UK launches interview scheme to crack down on bogus students
More than 100,000 people hoping to study in Britain will be interviewed, but entry for Chinese visitors will be made easier
Consular staff will interview more than 100,000 prospective students hoping to study in Britain as the UK government moves to stop bogus students from entering the country, says the interior minister.
In a keynote speech on immigration, Home Secretary Theresa May said the interviews would be extended "across all routes to Britain". This could mean that as many as 250,000 people hoping to come to Britain could face an interview.
At the same time, she said that Britain had eased entry requirements for Chinese tourists.
The announcements were made at the centre-right Policy Exchange think tank.

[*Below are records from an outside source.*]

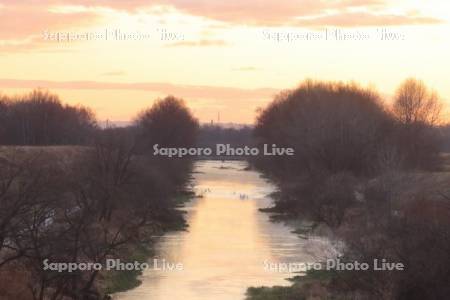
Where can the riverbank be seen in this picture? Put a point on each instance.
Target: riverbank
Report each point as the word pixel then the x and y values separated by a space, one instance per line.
pixel 112 282
pixel 390 218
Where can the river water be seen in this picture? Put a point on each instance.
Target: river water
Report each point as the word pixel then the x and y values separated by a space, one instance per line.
pixel 229 244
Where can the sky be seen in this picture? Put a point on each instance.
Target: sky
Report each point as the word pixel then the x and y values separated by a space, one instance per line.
pixel 227 57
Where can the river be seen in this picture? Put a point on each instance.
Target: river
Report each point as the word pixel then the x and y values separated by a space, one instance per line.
pixel 229 242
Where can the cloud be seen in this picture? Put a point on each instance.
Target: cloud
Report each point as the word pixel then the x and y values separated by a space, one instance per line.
pixel 245 69
pixel 114 73
pixel 200 43
pixel 366 19
pixel 188 91
pixel 20 21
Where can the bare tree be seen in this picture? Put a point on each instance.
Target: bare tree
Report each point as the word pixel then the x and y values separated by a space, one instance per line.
pixel 415 103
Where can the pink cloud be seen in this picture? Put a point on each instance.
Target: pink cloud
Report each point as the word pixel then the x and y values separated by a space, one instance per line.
pixel 189 91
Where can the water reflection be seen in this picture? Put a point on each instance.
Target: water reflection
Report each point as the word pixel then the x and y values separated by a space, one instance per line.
pixel 227 242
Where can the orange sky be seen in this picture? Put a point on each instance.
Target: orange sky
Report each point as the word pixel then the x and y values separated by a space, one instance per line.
pixel 220 56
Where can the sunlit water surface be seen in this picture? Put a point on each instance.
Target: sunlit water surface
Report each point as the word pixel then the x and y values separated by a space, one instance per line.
pixel 228 243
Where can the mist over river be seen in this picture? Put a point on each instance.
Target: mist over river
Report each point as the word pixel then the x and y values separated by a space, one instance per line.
pixel 228 243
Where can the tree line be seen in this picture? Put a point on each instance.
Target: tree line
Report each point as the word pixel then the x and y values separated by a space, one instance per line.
pixel 370 171
pixel 88 203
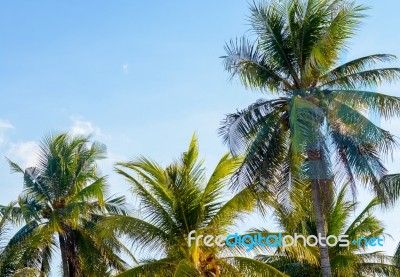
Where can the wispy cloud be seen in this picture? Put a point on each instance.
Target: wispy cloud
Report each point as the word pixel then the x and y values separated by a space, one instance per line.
pixel 83 127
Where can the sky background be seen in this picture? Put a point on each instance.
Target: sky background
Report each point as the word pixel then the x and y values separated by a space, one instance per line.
pixel 141 76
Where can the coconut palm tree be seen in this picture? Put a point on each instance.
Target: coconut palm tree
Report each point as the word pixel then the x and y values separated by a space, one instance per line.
pixel 318 124
pixel 63 198
pixel 17 254
pixel 358 259
pixel 176 200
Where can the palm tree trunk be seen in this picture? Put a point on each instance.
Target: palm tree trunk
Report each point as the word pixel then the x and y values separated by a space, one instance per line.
pixel 64 256
pixel 320 223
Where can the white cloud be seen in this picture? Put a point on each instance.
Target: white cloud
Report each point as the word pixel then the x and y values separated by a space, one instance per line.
pixel 5 125
pixel 23 153
pixel 125 68
pixel 83 127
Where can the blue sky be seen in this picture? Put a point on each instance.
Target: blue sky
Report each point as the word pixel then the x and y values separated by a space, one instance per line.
pixel 142 76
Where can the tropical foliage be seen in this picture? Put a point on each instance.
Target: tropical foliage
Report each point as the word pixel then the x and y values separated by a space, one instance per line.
pixel 63 199
pixel 300 152
pixel 317 128
pixel 179 199
pixel 295 217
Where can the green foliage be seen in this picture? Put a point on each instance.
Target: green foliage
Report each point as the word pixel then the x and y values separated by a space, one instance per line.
pixel 295 216
pixel 176 200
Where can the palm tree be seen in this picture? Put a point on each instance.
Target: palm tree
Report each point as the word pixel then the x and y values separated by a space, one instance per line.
pixel 354 260
pixel 175 201
pixel 64 198
pixel 317 126
pixel 17 253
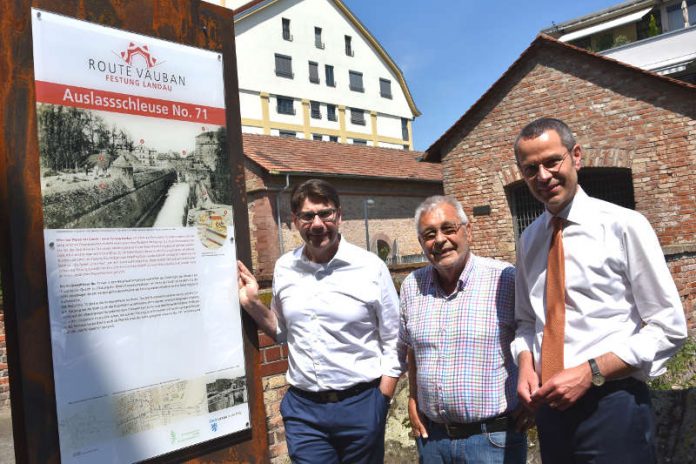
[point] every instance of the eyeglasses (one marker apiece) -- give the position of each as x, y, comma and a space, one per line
447, 229
552, 165
325, 215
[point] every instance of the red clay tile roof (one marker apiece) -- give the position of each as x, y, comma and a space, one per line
299, 156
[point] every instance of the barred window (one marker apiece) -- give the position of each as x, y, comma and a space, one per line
315, 110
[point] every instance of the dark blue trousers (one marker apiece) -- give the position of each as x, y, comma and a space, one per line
347, 431
610, 424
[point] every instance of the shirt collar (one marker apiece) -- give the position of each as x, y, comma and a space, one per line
461, 281
575, 212
343, 256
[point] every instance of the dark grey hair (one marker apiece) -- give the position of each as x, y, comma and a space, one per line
431, 203
535, 128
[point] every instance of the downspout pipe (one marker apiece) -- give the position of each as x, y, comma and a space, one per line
280, 226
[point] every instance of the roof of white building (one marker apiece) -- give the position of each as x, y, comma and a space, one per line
255, 6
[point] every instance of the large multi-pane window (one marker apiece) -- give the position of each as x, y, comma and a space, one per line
313, 72
285, 105
355, 81
283, 65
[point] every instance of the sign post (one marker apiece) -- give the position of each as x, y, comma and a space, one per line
124, 213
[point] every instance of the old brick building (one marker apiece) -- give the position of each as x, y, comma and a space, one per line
380, 185
638, 131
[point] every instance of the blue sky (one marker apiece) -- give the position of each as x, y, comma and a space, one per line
452, 51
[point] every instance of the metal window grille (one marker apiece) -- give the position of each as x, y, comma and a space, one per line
317, 38
331, 112
614, 185
329, 76
385, 88
315, 110
609, 184
286, 30
313, 72
357, 117
285, 105
355, 79
283, 66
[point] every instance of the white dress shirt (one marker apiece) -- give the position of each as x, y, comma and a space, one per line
340, 319
620, 296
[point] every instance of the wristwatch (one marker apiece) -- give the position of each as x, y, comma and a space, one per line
597, 377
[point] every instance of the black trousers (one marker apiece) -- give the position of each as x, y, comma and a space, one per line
613, 423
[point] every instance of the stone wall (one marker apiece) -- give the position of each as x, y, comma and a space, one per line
107, 203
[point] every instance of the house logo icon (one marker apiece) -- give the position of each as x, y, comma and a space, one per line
135, 51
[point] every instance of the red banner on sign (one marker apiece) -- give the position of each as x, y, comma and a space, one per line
101, 100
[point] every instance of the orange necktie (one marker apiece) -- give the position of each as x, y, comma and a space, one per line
552, 343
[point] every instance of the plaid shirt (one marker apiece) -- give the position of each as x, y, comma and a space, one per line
465, 372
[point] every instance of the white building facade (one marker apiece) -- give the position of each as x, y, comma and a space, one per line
655, 35
309, 69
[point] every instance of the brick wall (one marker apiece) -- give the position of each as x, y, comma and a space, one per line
390, 219
621, 116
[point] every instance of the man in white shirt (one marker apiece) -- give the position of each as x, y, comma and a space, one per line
337, 308
620, 313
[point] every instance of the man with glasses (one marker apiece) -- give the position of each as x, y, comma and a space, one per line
597, 311
336, 306
457, 323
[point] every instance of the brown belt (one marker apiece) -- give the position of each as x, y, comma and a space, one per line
333, 396
465, 430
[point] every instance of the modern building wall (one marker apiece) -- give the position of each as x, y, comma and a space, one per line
260, 37
624, 32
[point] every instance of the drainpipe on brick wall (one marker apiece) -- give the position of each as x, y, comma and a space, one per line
280, 226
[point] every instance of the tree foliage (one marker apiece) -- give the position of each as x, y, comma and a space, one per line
68, 136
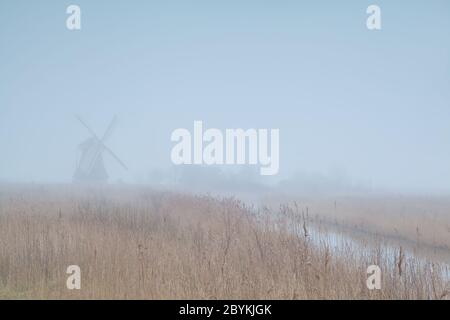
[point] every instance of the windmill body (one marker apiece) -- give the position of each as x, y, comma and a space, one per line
90, 166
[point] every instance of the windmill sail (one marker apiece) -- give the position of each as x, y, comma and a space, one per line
90, 164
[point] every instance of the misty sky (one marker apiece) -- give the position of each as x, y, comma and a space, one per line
373, 105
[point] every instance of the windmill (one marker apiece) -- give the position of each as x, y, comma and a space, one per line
90, 166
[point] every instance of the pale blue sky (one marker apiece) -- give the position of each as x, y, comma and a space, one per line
375, 104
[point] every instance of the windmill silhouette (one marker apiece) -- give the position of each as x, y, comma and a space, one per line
90, 167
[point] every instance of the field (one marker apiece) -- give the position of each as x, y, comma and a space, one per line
138, 243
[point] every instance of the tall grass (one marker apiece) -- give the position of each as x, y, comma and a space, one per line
142, 244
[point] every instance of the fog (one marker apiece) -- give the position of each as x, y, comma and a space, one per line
356, 109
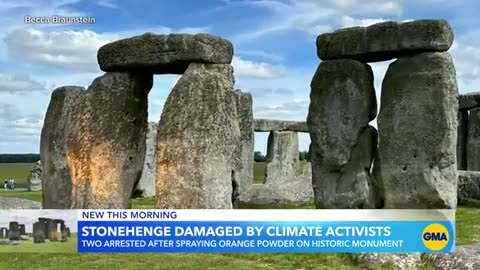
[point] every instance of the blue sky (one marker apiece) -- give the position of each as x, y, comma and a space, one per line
274, 41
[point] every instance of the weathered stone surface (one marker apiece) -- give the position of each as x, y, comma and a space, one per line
267, 125
386, 40
196, 143
396, 260
473, 140
16, 203
464, 258
418, 124
34, 180
13, 231
56, 179
342, 104
52, 231
38, 233
146, 185
462, 135
298, 190
468, 186
469, 101
243, 175
282, 157
161, 54
92, 142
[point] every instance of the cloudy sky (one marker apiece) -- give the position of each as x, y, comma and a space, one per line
274, 41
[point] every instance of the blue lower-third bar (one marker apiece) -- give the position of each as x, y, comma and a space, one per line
255, 236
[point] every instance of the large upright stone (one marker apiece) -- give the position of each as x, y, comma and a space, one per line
298, 190
243, 175
386, 40
462, 136
92, 143
34, 180
56, 180
13, 231
282, 157
146, 185
342, 104
3, 232
197, 138
21, 228
161, 54
38, 232
473, 141
418, 133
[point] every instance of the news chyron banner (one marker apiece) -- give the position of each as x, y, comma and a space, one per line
349, 231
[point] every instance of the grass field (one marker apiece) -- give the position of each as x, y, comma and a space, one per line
467, 230
48, 247
17, 171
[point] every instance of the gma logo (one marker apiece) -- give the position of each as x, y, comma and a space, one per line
435, 237
438, 236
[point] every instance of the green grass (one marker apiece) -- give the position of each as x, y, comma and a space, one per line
54, 256
17, 171
22, 193
48, 247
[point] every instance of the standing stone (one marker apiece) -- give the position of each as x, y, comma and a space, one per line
13, 231
198, 134
243, 175
146, 185
43, 223
462, 139
298, 191
38, 232
418, 133
52, 231
342, 104
56, 180
98, 137
160, 54
267, 125
34, 180
282, 157
63, 231
385, 40
473, 140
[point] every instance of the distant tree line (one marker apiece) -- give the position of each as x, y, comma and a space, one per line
19, 158
259, 157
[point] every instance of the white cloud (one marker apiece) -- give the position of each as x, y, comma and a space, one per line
20, 83
291, 110
257, 70
158, 102
73, 50
107, 3
466, 59
312, 16
348, 21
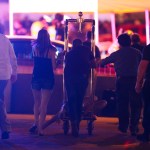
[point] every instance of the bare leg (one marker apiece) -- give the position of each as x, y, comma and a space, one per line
37, 102
46, 94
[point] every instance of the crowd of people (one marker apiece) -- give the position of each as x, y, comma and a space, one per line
132, 66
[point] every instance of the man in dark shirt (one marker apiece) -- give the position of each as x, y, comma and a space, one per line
76, 74
88, 43
135, 39
126, 61
143, 84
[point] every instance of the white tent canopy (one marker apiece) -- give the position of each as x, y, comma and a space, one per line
122, 6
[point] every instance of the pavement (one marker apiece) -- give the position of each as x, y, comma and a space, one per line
105, 136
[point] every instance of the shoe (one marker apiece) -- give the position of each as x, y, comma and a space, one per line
5, 135
33, 129
143, 137
122, 130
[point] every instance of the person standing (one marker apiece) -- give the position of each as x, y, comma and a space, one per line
42, 78
78, 62
135, 40
143, 85
8, 71
87, 42
126, 61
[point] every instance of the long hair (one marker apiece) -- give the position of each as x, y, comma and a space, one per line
43, 42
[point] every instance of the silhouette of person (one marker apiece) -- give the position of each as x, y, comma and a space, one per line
42, 78
126, 61
78, 62
8, 71
143, 85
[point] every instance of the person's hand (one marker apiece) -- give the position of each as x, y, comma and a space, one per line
138, 88
13, 78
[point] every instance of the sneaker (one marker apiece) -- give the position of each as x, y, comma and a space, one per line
33, 129
5, 135
143, 137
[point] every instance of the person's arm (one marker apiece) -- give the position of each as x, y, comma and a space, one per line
13, 61
141, 73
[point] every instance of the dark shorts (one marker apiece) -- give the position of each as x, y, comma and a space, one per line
39, 84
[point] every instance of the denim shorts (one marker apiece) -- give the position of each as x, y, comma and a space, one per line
39, 84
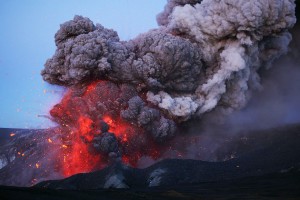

May said a pilot study by the Border Agency, in which 2,300 prospective students were interviewed, found abuse was rife.
"Starting with the highest-risk countries, and focusing on the route to Britain that is widely abused, student visas, we will increase the number of interviews to considerably more than 100,000, starting next financial year," she said. "From there, we will extend the interviewing programme further across all routes to Britain, wherever the evidence takes us. I believe this new approach will help us to root out the abuse of British visas, and improve the integrity of our immigration system."
Business Secretary Vince Cable, who has warned of the economic dangers of capping immigration, said the move would mean no restrictions on foreign students attending British universities. Describing higher education as one of the country's best export industries, he said: "There will be no cap on student numbers. Provided they are legitimate they are free to come. They are welcome."
But May said: "We are also clear that student visas are not a back-door route into working in Britain. We are clamping down on that kind of abuse. Colleges have lost their right to sponsor foreign students. Bogus students have been turned away. And, through more and more interviewing, we are getting better at identifying and rejecting people we don't want to come to Britain."
May's speech was designed to confront two conflicting pressures on the Home Office as it seeks to deliver a pledge in the coalition agreement to "introduce an annual limit on the number of non-EU economic migrants".
On the one hand, the home secretary wanted to show that the government is taking tough measures to deflect criticism from the right, in the likely event that it fails to bring non-EU immigration down to the tens of thousands a year by the time of the next general election.
But the home secretary also wanted to show that the Home Office is not closing Britain for business.
May made it clear she had heard these concerns when she said that Britain was improving the provision of visas for Chinese visitors. "We've made it easier for Chinese visitors to come here, by simplifying documentation requirements, establishing a new business network across China, extending our express visa service, and introducing a new passport pass-back scheme for visa applicants.
"So our reforms to economic migration have struck a balance, and they send a clear message: if you have skills we need, and a company is willing to give you a job, come to Britain. If you have an investment to make, do it in Britain. And if you have a great business idea, bring it to Britain."